L'Union américaine pour les libertés civiles, qui représente deux rescapés des supplices opérés par la CIA, a déposé une plainte contre les deux psychologues qui ont mis sur pied le programme de torture de l'agence américaine après le 11 septembre

James Mitchell et Bruce Jessen ont donc été rattrapés mardi par la justice fédérale de leur pays. Ces deux psychologues sont désormais visés par une plainte portée par deux rescapés des camps de la CIA et un membre de la famille d'un homme mort de froid en détention.

«Les accusés sont directement responsables parce qu'ils ont conçu, développé et mis en œuvre un programme de la CIA visant à infliger des douleurs physique et mentale, ainsi que la souffrance aux demandeurs, et parce que les demandeurs ont été torturés et soumis à des traitements cruels, inhumains et dégradants suite à leur inclusion dans ce programme» détaille la plainte portée par l'Aclu, l'Union américaine pour les libertés civiles.
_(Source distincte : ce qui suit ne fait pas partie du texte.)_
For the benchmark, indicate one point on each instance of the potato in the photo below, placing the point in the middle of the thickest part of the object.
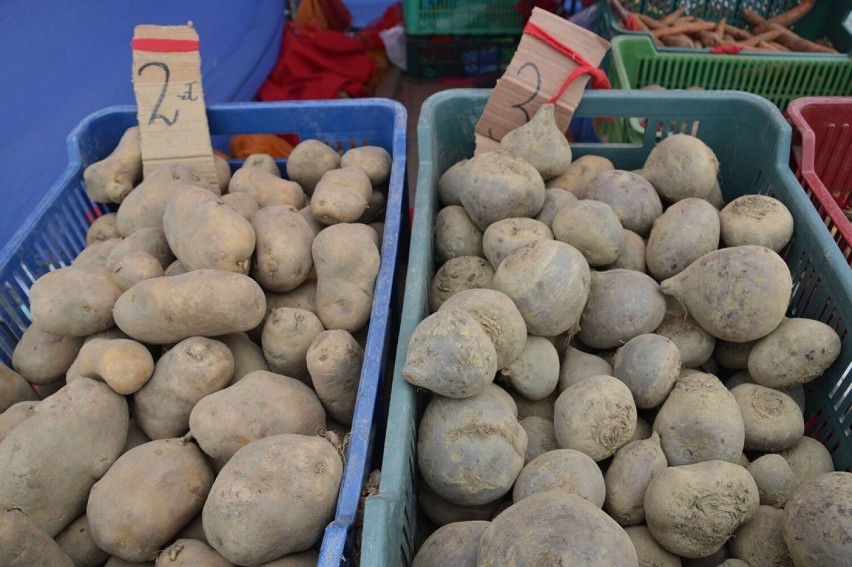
(532, 532)
(541, 437)
(202, 302)
(134, 267)
(296, 479)
(632, 255)
(470, 450)
(681, 166)
(374, 160)
(308, 161)
(102, 228)
(622, 304)
(627, 478)
(86, 423)
(596, 415)
(458, 274)
(341, 196)
(243, 203)
(124, 364)
(549, 282)
(535, 373)
(149, 239)
(577, 365)
(756, 219)
(692, 510)
(190, 552)
(593, 228)
(686, 231)
(452, 544)
(441, 511)
(817, 523)
(564, 470)
(186, 373)
(147, 496)
(808, 458)
(507, 235)
(110, 179)
(450, 354)
(247, 355)
(700, 421)
(76, 541)
(798, 351)
(14, 388)
(347, 263)
(204, 233)
(745, 303)
(760, 541)
(499, 317)
(334, 362)
(74, 301)
(775, 480)
(145, 205)
(579, 173)
(282, 256)
(649, 364)
(694, 344)
(262, 161)
(631, 196)
(772, 420)
(498, 185)
(650, 553)
(287, 336)
(24, 544)
(267, 189)
(456, 235)
(42, 357)
(260, 405)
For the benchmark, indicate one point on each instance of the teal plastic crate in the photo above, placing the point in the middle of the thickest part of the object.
(55, 233)
(828, 19)
(752, 141)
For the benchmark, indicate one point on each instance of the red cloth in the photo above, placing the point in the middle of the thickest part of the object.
(318, 64)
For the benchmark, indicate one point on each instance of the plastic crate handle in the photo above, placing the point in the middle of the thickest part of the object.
(598, 77)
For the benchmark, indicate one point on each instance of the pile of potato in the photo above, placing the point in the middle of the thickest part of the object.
(583, 318)
(197, 365)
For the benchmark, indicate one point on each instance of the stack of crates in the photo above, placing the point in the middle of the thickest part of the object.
(460, 39)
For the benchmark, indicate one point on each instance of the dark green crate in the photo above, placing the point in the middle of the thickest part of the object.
(461, 17)
(752, 141)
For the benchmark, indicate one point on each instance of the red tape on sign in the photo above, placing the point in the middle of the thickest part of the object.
(162, 45)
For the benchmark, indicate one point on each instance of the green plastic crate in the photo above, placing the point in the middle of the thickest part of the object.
(752, 141)
(828, 19)
(463, 17)
(636, 62)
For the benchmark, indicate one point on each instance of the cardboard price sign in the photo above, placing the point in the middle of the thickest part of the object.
(554, 61)
(170, 102)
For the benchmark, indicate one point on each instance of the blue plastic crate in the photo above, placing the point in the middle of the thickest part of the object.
(55, 233)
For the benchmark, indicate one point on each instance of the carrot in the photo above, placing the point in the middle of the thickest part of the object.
(684, 28)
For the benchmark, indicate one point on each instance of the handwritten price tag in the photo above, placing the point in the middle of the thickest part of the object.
(170, 102)
(554, 61)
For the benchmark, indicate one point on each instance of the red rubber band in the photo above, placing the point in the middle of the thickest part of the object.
(598, 77)
(163, 45)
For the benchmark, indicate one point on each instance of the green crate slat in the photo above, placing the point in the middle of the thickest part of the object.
(752, 141)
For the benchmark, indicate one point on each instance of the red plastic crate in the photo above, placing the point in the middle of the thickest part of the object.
(822, 160)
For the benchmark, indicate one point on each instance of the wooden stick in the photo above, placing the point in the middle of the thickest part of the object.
(684, 28)
(793, 15)
(673, 16)
(787, 37)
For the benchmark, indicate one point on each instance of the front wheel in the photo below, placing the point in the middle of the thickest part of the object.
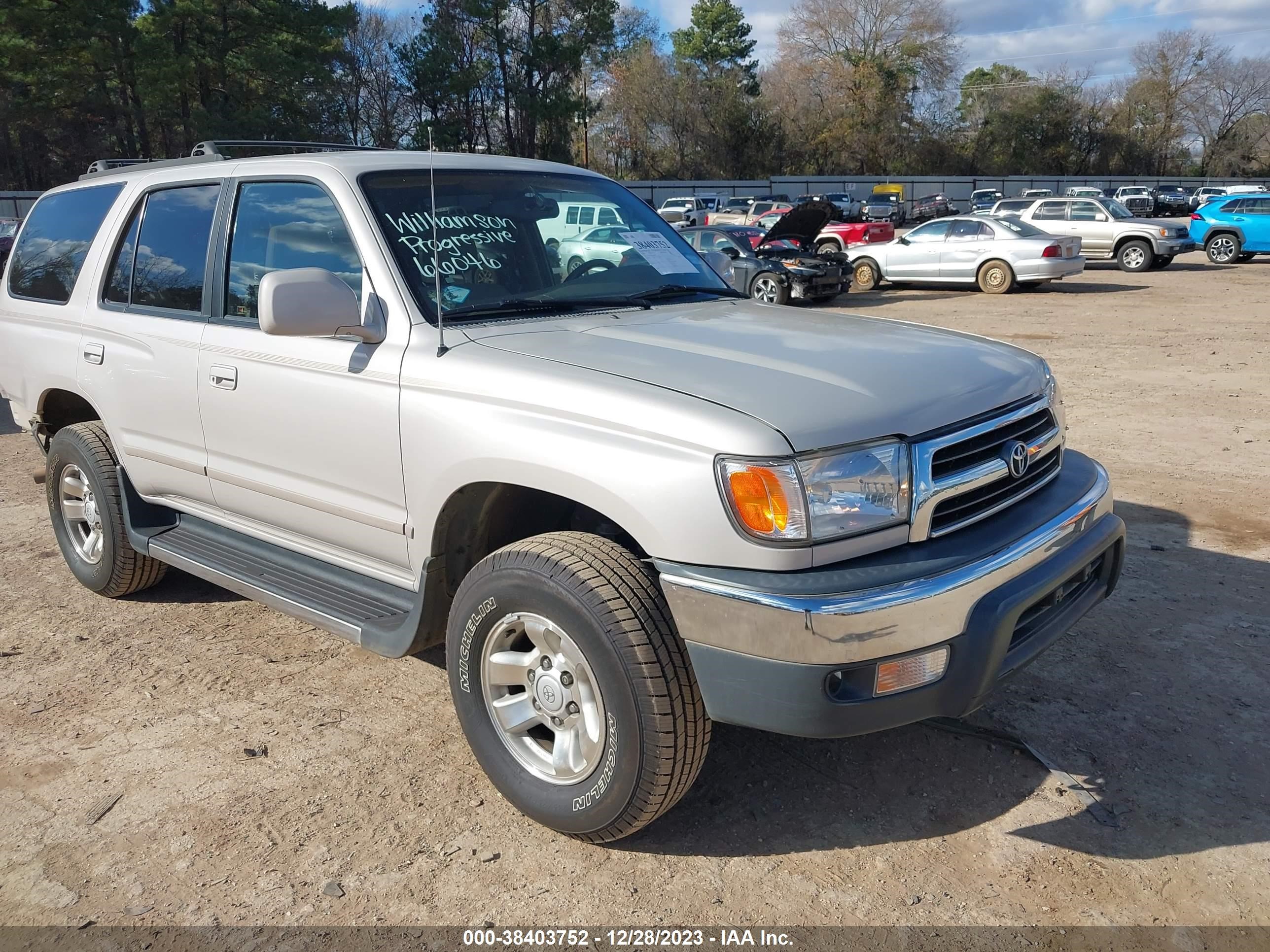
(769, 290)
(865, 276)
(1134, 257)
(85, 504)
(996, 277)
(1223, 249)
(573, 686)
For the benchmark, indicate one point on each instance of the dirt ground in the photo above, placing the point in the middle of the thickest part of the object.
(1159, 700)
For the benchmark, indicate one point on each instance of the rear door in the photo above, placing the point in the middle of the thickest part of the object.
(304, 446)
(917, 256)
(139, 353)
(967, 243)
(1094, 226)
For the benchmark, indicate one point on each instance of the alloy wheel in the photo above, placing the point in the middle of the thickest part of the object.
(80, 513)
(766, 290)
(1221, 249)
(543, 699)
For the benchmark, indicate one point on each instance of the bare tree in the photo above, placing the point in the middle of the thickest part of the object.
(373, 96)
(1223, 112)
(1171, 71)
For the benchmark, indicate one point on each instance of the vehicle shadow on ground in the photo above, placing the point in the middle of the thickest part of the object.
(1197, 266)
(1158, 701)
(1074, 286)
(182, 588)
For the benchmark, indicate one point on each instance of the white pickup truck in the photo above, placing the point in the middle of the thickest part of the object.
(351, 385)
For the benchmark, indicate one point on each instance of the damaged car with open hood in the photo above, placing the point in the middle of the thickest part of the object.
(790, 247)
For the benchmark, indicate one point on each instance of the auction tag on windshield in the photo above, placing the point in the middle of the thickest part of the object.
(658, 252)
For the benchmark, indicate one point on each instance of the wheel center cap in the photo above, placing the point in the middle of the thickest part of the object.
(550, 693)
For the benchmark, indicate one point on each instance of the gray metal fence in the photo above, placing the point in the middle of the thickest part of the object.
(955, 187)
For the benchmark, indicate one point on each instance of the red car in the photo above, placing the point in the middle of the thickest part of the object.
(840, 235)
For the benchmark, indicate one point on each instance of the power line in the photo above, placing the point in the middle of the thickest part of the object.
(1090, 23)
(1101, 49)
(1022, 84)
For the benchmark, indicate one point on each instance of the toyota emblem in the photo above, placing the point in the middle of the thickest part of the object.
(1018, 459)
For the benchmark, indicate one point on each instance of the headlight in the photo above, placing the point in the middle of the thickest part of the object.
(819, 498)
(859, 490)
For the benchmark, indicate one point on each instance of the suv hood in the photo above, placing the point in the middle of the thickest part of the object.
(822, 380)
(802, 224)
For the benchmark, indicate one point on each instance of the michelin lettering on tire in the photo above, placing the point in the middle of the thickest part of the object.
(465, 649)
(606, 772)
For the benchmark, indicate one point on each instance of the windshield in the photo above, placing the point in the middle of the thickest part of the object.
(510, 241)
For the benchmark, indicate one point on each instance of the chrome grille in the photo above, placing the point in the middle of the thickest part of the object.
(973, 506)
(987, 446)
(963, 476)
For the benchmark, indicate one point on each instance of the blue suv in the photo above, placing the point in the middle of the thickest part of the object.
(1234, 229)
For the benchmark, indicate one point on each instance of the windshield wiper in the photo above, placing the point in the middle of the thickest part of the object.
(681, 290)
(534, 305)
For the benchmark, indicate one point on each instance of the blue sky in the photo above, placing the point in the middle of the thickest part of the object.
(1038, 34)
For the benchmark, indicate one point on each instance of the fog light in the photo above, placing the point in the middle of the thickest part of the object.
(911, 672)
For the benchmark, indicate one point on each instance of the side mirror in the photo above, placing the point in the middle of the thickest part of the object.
(310, 303)
(720, 263)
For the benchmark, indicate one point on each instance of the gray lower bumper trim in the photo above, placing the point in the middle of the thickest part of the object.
(889, 620)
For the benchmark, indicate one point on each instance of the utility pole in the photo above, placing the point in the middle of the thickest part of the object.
(586, 130)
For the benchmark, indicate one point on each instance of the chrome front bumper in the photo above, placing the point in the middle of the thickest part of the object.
(761, 621)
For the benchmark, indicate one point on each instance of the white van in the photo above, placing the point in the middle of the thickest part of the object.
(577, 217)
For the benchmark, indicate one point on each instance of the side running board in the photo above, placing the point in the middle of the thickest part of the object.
(380, 617)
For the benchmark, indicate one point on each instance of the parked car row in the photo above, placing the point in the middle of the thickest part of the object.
(1023, 243)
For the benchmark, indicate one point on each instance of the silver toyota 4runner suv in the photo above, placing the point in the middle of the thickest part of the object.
(628, 502)
(1108, 230)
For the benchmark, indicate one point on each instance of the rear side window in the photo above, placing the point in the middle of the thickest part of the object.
(283, 225)
(49, 256)
(169, 261)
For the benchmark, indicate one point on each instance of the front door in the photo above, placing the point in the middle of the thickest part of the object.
(139, 349)
(916, 257)
(303, 433)
(967, 243)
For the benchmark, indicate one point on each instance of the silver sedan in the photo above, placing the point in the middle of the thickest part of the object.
(996, 254)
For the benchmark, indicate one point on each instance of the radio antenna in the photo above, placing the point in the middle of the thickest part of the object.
(436, 267)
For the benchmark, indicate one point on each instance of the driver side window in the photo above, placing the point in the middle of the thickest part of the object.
(935, 232)
(283, 225)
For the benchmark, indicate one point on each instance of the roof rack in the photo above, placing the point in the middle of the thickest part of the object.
(214, 146)
(211, 151)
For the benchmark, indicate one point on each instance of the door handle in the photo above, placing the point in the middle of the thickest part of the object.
(224, 376)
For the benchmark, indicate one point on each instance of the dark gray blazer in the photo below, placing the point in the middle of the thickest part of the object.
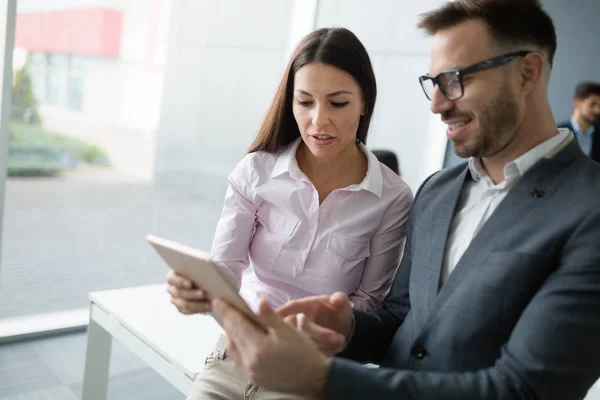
(519, 317)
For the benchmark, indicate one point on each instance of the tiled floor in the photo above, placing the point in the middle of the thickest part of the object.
(52, 369)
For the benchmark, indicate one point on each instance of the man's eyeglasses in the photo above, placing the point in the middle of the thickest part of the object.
(451, 82)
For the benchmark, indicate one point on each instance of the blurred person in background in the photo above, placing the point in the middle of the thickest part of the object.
(498, 293)
(585, 121)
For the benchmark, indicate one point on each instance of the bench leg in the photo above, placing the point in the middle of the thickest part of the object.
(97, 361)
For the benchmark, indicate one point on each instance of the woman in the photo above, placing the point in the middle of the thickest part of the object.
(309, 206)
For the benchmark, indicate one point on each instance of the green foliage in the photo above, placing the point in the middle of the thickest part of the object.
(24, 103)
(33, 151)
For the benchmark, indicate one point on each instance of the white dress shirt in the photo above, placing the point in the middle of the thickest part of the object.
(481, 196)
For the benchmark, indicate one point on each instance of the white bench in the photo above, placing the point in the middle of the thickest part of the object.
(144, 320)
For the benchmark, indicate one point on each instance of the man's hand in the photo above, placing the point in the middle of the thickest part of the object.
(282, 358)
(327, 320)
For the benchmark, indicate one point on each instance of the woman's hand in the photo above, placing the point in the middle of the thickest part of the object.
(187, 297)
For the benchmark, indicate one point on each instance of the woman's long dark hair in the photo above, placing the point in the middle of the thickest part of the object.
(332, 46)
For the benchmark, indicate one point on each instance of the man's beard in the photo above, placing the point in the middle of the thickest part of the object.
(498, 124)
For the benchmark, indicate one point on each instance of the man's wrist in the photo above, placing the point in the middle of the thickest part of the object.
(319, 386)
(351, 331)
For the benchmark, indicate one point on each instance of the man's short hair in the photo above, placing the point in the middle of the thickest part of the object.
(586, 89)
(512, 23)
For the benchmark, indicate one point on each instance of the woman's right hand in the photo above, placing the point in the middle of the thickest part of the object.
(187, 297)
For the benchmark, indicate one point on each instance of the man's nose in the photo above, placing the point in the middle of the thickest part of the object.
(439, 102)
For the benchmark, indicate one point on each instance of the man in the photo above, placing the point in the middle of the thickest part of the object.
(498, 293)
(586, 118)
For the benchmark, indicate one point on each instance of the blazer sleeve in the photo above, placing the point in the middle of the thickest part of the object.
(553, 352)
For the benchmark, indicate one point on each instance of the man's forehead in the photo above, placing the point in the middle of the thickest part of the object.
(459, 46)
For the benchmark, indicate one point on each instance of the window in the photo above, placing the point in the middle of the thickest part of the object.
(56, 67)
(75, 84)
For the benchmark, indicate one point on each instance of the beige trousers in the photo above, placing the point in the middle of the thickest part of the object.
(221, 381)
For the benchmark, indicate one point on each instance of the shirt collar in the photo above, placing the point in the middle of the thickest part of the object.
(577, 128)
(519, 166)
(373, 181)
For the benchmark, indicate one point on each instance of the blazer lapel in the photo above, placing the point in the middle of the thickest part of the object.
(442, 218)
(533, 189)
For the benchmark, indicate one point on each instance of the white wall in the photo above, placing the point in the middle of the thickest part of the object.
(224, 61)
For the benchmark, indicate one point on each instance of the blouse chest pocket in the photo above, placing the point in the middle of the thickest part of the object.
(273, 230)
(345, 256)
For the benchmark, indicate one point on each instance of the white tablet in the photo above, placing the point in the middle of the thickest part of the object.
(197, 266)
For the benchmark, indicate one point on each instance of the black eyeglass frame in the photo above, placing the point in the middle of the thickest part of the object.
(460, 73)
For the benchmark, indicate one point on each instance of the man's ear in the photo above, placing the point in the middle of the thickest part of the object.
(532, 70)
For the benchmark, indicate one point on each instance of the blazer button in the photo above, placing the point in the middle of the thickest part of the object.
(418, 351)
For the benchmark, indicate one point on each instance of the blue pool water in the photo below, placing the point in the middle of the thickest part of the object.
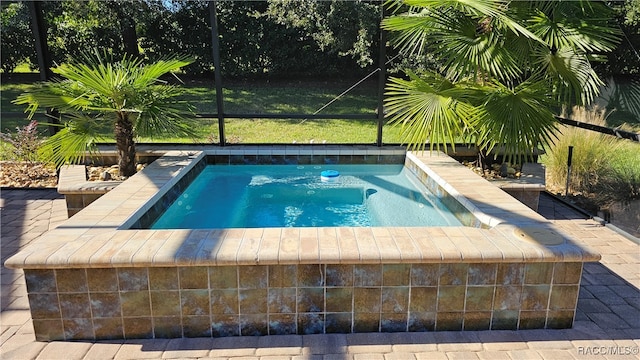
(258, 196)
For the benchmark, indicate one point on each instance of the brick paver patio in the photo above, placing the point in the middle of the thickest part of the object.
(607, 322)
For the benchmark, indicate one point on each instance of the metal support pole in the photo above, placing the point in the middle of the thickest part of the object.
(39, 30)
(382, 75)
(566, 193)
(215, 45)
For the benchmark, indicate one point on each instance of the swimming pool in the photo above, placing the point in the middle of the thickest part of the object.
(102, 275)
(261, 196)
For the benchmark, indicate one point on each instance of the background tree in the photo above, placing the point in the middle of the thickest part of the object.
(501, 69)
(127, 96)
(17, 43)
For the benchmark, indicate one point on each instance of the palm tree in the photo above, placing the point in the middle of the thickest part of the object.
(501, 69)
(127, 96)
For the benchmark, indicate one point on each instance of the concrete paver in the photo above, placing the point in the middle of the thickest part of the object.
(608, 314)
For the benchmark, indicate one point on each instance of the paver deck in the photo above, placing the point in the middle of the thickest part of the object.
(607, 322)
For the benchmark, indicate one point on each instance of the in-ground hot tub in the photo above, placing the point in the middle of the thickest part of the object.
(96, 278)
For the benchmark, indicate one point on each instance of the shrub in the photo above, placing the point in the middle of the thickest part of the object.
(25, 143)
(602, 165)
Pour reconstituer les faits, l'association a travaillé à partir des témoignages de Suleiman Abdullah Salim et de Mohamed Ahmed Ben Soud, tous deux torturés pendant des semaines par la CIA pour leurs prétendus liens avec Al-Qaïda. La plainte inclut également la famille de Gul Rahman, mort de froid pendant sa détention dans l'un des centres secrets de l'agence américaine du renseignement en Afghanistan. Chacun réclame 65 000 euros de dommages et intérêts pour le préjudice subi.

Ainsi, Suleiman Abdullah Salim, pêcheur de Tanzanie a été retenu près de 5 ans en Afghanistan par la CIA. Il raconte dans une vidéo mise en ligne par The Guardian, les mauvais traitements qu'il a subis. Enchaîné nuit et jour, nu comme un ver pendant plus d'un mois, il sera interrogé des heures durant puis passé à la douche glacée par les agents de la CIA.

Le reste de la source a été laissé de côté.